Most loci were characterized by moderate to high genetic variation, with an average of 11.4 alleles per locus (range = 5-22 alleles), heterozygosity estimates ranging between 0.429 and 0.818 (mean = 0.613) and PIC value between 0.488 and 0.939 (mean = 0.743). Three loci (Pgen3_7, Pgen4_1 and Pgen4_11) significantly deviated from HWE after the Dunn-Šidák correction (p < 0.006) due to heterozygote deficiencies, for which MICRO-CHECKER suggested the presence of null alleles. We found evidence of LD (p < 0.001) between Pgen4_1 and Pgen4_10. A similar range of alleles (4-23 per locus) were found in the congener P. abbreviata in microsatellite loci (n = 21) obtained from NGS (Ahanchede et al., 2013) and similar results have been reported in others mollusk (An & Lee, 2012; Greenley et al., 2012). The quality of a marker can be determined by its degree of polymorphism. In this study, the expected heterozygosity values are in the optimal range (0.6-0.8) to provide a good resolution (Taberlet & Luikart, 1999). Moreover, the PIC values of all loci are higher than 0.25, so they are informative for linkage analysis. The deviation from HWE found in some loci could be due to population phenomena such as inbreeding, Wahlund effect, and selection or genotyping errors, such as null alleles or homoplasy (Selkoe & Toonen, 2006).

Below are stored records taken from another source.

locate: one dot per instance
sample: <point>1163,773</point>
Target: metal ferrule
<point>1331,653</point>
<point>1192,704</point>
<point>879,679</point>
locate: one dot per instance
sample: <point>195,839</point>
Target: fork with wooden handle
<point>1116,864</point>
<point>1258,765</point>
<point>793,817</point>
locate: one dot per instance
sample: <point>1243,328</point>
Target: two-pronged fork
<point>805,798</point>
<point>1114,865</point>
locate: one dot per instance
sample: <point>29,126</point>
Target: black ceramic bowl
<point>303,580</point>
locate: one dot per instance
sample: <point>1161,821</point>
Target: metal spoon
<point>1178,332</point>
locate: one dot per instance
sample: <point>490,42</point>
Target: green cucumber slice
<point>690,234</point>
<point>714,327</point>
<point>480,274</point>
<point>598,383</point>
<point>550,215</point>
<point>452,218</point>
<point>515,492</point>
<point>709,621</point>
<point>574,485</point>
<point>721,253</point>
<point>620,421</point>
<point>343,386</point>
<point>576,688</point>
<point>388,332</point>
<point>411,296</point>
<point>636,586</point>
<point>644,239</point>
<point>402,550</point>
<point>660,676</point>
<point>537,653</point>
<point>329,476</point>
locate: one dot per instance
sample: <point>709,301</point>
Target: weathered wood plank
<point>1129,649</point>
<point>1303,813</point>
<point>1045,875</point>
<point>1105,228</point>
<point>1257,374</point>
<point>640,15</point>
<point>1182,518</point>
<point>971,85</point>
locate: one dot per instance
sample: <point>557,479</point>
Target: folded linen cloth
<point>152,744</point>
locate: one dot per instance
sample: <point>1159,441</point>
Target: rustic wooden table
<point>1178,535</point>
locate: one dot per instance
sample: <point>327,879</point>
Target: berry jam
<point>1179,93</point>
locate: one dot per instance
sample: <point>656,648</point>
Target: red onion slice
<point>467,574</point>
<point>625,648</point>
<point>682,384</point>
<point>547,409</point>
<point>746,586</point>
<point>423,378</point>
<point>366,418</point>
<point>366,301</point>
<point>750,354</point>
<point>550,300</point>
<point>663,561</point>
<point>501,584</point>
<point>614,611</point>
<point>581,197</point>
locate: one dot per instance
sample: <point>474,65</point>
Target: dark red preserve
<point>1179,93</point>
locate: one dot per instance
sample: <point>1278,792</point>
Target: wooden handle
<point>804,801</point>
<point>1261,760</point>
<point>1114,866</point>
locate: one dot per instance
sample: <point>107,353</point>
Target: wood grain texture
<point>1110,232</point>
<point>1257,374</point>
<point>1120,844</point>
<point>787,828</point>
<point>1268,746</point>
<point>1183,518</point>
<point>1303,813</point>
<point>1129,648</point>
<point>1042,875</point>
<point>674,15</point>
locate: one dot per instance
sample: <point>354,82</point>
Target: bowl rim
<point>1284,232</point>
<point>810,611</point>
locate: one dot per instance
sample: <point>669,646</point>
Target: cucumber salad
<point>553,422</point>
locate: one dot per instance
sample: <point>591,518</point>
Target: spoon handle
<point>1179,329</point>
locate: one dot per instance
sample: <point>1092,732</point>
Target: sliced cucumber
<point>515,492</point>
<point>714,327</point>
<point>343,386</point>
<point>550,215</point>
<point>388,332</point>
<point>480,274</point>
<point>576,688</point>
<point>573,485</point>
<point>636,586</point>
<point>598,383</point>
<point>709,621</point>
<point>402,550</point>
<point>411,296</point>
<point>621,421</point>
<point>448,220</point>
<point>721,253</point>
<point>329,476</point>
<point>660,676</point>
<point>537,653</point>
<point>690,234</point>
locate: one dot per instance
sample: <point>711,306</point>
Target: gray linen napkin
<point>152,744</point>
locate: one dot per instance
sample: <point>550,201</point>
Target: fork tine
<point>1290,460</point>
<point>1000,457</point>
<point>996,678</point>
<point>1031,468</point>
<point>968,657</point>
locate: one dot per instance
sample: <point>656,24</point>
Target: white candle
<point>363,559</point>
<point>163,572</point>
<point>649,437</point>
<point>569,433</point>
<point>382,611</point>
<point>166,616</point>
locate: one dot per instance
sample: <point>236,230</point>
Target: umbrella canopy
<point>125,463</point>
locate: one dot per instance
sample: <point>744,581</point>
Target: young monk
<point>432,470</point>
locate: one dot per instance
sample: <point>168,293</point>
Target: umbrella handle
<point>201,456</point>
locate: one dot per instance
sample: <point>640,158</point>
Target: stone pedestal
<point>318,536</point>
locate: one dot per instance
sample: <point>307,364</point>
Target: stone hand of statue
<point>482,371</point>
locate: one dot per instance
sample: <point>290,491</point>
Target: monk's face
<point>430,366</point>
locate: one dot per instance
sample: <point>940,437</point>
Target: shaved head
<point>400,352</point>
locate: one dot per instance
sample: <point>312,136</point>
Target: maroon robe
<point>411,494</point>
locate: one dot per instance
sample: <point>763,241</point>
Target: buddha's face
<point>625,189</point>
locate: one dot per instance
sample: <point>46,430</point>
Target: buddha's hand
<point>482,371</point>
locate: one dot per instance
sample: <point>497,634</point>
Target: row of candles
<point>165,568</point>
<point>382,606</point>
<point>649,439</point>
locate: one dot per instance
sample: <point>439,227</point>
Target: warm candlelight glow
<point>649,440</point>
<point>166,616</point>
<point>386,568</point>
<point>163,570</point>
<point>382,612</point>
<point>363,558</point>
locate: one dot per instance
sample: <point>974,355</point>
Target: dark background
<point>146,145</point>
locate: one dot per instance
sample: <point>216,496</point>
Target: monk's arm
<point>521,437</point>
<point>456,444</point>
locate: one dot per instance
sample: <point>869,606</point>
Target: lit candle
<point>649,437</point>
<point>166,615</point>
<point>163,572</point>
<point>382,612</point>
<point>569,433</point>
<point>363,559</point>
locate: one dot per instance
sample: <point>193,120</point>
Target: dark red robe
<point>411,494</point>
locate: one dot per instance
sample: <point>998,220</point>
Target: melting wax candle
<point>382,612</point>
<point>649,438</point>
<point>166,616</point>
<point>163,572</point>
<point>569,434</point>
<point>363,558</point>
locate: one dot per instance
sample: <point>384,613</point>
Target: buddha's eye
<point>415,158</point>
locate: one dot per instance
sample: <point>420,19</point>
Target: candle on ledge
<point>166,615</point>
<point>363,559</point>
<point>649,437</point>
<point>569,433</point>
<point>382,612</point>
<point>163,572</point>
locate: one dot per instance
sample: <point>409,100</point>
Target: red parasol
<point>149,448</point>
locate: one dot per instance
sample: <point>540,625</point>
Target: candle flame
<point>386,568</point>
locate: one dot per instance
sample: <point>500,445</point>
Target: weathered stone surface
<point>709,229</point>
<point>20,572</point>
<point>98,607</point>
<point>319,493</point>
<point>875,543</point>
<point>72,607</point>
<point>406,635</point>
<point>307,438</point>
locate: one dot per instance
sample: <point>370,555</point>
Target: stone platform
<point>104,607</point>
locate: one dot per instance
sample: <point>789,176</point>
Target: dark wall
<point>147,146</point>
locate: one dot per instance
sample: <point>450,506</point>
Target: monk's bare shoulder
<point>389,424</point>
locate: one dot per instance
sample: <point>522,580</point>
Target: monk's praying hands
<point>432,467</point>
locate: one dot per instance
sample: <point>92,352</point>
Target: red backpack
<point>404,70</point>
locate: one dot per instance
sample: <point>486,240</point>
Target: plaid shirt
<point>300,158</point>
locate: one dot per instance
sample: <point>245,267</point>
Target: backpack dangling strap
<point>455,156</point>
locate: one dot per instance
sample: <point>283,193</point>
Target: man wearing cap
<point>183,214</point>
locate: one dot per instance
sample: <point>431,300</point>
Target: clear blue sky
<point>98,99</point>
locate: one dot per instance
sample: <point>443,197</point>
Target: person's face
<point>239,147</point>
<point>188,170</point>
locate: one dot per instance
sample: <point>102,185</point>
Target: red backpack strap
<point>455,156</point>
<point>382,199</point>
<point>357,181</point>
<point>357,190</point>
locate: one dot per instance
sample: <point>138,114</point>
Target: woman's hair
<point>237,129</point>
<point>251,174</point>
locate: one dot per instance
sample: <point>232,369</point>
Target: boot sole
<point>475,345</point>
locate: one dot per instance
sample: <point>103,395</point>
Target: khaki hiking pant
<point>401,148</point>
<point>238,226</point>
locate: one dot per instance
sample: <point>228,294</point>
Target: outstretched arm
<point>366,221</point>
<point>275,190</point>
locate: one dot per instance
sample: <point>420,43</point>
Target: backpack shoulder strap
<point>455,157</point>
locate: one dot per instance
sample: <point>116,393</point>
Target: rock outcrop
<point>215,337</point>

However, since populations of P. generosa have shown no genetic differentiation along the northeast Pacific it is unlikely that a Wahlund effect is playing a part in the observed disequilibria (Suárez-Moo et al., 2016). On the other hand, MICRO-CHECKER analysis indicated the possible presence of null alleles in some loci. Null alleles have been found to be very common in bivalves because of mutations in the flanking regions (Becquet et al., 2009; Hedgecock et al., 2004). Even though population genetic studies require the use of independent unlinked loci, linkage may be useful for mapping studies (Xiao et al., 2012).
Nowadays, NGS is the best option to identify a high number of microsatellite loci in non-model species because it is cheaper and faster than traditional methods (Castoe et al., 2010; Ekblom & Galindo, 2011). These technologies are enabling more extensive and robust genetic studies in a great variety of taxa (Castoe et al., 2012; Huang et al., 2015; Mira et al., 2014). In this study we developed a set of new polymorphic microsatellites in P. generosa. These markers will useful in genetic studies applicable to conservation and management fisheries and aquaculture activities.